Statistics and Statistical Inference Key Concepts

Statistics and Statistical Inference

Basic Concepts

Population: The complete set of data for a statistical study.

Sample: A subset of the population. The methods used to select samples are called sampling.

Random Sample: Elements chosen with equal opportunity for selection.

Non-Random Sample: Elements selected based on specific criteria defined by the researcher.

Table of Random Numbers: A set of digits generated by a computer.

Branches of Statistics

  • Descriptive Statistics: Presents, represents, and summarizes data, including calculating descriptive measures.
  • Inferential Statistics: Analyzes data and uses probability to make predictions or decisions about the future.

Variables

Variable: A characteristic of a population or sample that can take on one or more values.

Quantitative Variable: Takes numeric values.

Qualitative Variable: Takes non-numeric values (qualities).

Ordered Variable: Values have a natural order.

Discrete Variable: Takes integer values.

Continuous Variable: Takes non-integer values.

Data Analysis

Rounding: Approximating a number to the nearest specified denomination.

Real Limits of a Range: The true upper and lower bounds of a range. Calculated by adding/subtracting half the smallest unit of measure to/from the stated limits. Example: The interval 2.42-2.45 has real limits from 2.415 to 2.455.

Midpoint of a Range: The middle value of an interval, calculated by adding the endpoints and dividing by two. Represents all values within the range.

Data Processing: Sorting, tabulating, and coding data (manually or electronically) obtained through various methods, such as interviews.

Range: The difference between the highest and lowest values in a dataset.

Frequency Distribution: A table summarizing data, often organized into intervals, with their corresponding frequencies.

Absolute Frequency (fo or n): The number of times a data point or interval occurs.

Relative Frequency (fr): The ratio of the absolute frequency to the total number of data points (N): fr = f/n

Percent Frequency (fp): The relative frequency multiplied by 100: fp = (f/n) * 100%

Cumulative Frequency (fa): The sum of the frequencies up to and including a given data point or interval.

Width/Length of an Interval: The difference between the real limits of a range.

Midpoint/Class Mark: The average of the real limits of a range. For interval [a, b], the midpoint is (a + b)/2.

Graphs and Charts

Rectangular Coordinate System: Two perpendicular axes (X and Y) used to locate points in a plane.

Coordinates of a Point: An ordered pair (x, y) representing a point’s location, where x is the abscissa (horizontal position) and y is the ordinate (vertical position).

Symbol Chart/Pictogram: Uses pictures to represent data.

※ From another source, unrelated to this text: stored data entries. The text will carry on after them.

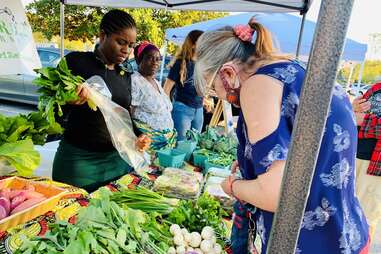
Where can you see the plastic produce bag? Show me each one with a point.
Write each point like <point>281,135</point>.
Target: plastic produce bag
<point>119,124</point>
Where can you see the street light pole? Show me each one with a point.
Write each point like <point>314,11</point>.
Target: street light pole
<point>307,134</point>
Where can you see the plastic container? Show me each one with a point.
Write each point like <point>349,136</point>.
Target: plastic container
<point>199,159</point>
<point>209,165</point>
<point>187,147</point>
<point>171,158</point>
<point>52,193</point>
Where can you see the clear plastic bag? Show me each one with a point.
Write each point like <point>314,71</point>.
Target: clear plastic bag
<point>119,124</point>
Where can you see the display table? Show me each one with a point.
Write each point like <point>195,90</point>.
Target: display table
<point>66,209</point>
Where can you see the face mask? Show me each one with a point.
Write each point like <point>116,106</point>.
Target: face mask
<point>232,91</point>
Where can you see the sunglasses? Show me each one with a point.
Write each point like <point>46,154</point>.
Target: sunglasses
<point>211,88</point>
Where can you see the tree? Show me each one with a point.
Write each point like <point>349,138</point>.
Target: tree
<point>82,22</point>
<point>372,70</point>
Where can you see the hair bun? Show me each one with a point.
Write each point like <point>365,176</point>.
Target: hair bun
<point>252,22</point>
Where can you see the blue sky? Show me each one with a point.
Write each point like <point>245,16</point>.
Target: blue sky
<point>363,18</point>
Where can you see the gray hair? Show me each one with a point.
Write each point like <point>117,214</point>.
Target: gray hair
<point>215,48</point>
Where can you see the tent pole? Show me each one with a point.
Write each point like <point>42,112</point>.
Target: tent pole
<point>310,123</point>
<point>62,28</point>
<point>350,76</point>
<point>300,35</point>
<point>361,73</point>
<point>163,61</point>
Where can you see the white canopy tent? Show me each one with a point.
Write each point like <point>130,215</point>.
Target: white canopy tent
<point>314,104</point>
<point>206,5</point>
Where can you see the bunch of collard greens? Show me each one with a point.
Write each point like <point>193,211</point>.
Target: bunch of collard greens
<point>58,86</point>
<point>17,136</point>
<point>103,227</point>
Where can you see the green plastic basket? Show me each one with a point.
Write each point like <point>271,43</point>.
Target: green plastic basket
<point>171,158</point>
<point>199,159</point>
<point>187,147</point>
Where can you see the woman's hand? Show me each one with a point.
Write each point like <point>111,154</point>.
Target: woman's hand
<point>208,105</point>
<point>83,94</point>
<point>360,105</point>
<point>226,185</point>
<point>234,167</point>
<point>143,143</point>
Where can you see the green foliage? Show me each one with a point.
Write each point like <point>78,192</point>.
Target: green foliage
<point>372,70</point>
<point>195,215</point>
<point>82,23</point>
<point>103,227</point>
<point>21,156</point>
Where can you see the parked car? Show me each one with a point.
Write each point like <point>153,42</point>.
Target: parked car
<point>19,87</point>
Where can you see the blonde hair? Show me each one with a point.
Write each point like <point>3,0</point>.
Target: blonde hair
<point>186,53</point>
<point>215,48</point>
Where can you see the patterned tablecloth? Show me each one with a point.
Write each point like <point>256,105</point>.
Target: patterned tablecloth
<point>66,209</point>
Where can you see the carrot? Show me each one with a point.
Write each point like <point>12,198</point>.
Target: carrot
<point>17,200</point>
<point>3,213</point>
<point>27,204</point>
<point>4,202</point>
<point>33,194</point>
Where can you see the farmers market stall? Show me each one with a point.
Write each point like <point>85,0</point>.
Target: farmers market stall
<point>105,225</point>
<point>165,212</point>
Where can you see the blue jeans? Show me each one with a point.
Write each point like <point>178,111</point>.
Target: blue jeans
<point>186,118</point>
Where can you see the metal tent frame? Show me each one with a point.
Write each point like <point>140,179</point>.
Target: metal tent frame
<point>311,117</point>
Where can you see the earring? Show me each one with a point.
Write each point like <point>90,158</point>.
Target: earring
<point>232,95</point>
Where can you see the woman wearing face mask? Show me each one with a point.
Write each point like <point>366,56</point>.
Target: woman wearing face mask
<point>151,107</point>
<point>86,156</point>
<point>267,87</point>
<point>188,106</point>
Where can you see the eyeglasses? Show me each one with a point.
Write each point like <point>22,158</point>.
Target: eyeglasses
<point>211,88</point>
<point>153,58</point>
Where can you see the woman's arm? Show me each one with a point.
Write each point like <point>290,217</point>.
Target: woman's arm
<point>261,98</point>
<point>360,106</point>
<point>168,85</point>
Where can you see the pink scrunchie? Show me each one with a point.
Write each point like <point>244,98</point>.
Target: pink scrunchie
<point>244,32</point>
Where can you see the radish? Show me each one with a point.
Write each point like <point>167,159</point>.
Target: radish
<point>5,193</point>
<point>27,204</point>
<point>14,193</point>
<point>33,194</point>
<point>3,213</point>
<point>4,202</point>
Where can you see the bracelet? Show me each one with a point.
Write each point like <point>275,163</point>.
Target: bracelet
<point>231,188</point>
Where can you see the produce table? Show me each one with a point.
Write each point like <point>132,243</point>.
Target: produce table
<point>66,209</point>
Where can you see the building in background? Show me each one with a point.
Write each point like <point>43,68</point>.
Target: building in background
<point>374,47</point>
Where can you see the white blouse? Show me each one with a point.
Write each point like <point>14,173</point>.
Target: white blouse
<point>150,106</point>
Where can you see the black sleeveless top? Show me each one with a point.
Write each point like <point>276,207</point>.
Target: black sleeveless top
<point>84,127</point>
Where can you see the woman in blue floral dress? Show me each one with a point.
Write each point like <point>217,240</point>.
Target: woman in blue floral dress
<point>267,87</point>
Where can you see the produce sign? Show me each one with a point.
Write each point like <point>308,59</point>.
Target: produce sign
<point>144,200</point>
<point>179,183</point>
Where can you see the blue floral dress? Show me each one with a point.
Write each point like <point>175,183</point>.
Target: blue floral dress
<point>333,221</point>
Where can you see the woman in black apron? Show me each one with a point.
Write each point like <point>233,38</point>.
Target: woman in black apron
<point>86,156</point>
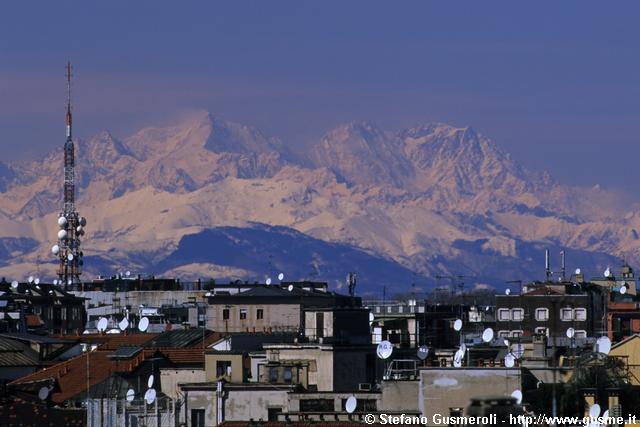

Pie Chart: Represents a frequency distribution using a circle, with central angles corresponding to class percent frequencies.

Bar Graph: Uses bars of varying heights to represent the frequencies of different classes.

Histogram: Represents class intervals with rectangles. The base of each rectangle is the interval width, and the height is the frequency.

Frequency Polygon: A line graph connecting points with coordinates (class midpoint, frequency).

Describing a Graph: Analyzing a graph’s shape and characteristics, such as normality, asymmetry, or multimodality.

Normal Curve: A bell-shaped, symmetrical curve.

Asymmetric Curve: A skewed (non-symmetrical) bell curve. Positive skew has a tail to the right; negative skew has a tail to the left.

Multimodal Curve: A curve with multiple peaks.

Ogive: A line graph showing cumulative frequencies. Can be increasing (cumulative frequency plotted against upper class limits) or decreasing (cumulative frequency plotted against lower class limits).

Measures of Central Tendency

Measures of Central Tendency: A single value representing the center of a dataset. Common measures include mean, median, and mode.

Mean: The sum of all values divided by the total number of data points.

Mode: The value with the highest frequency.

Median: The middle value when data is arranged in ascending order.

Quartile: Divides the data into four equal parts (25% each). Q1 represents the 25th percentile, Q2 the 50th percentile (median), and Q3 the 75th percentile.

Decile: Divides the data into ten equal parts (10% each). D1 represents the 10th percentile, D2 the 20th percentile, and so on.

Percentile: Divides the data into 100 equal parts (1% each). P1 represents the 1st percentile, P2 the 2nd percentile, and so on.

Measures of Dispersion

Measures of Dispersion: Indicate the spread or variability of data. Common measures include range, variance, and standard deviation.

Range/Amplitude: The difference between the highest and lowest values.

Variance: The average of the squared differences between each data point and the mean.

Standard Deviation: The square root of the variance.

Coefficient of Variation: The ratio of the standard deviation to the mean.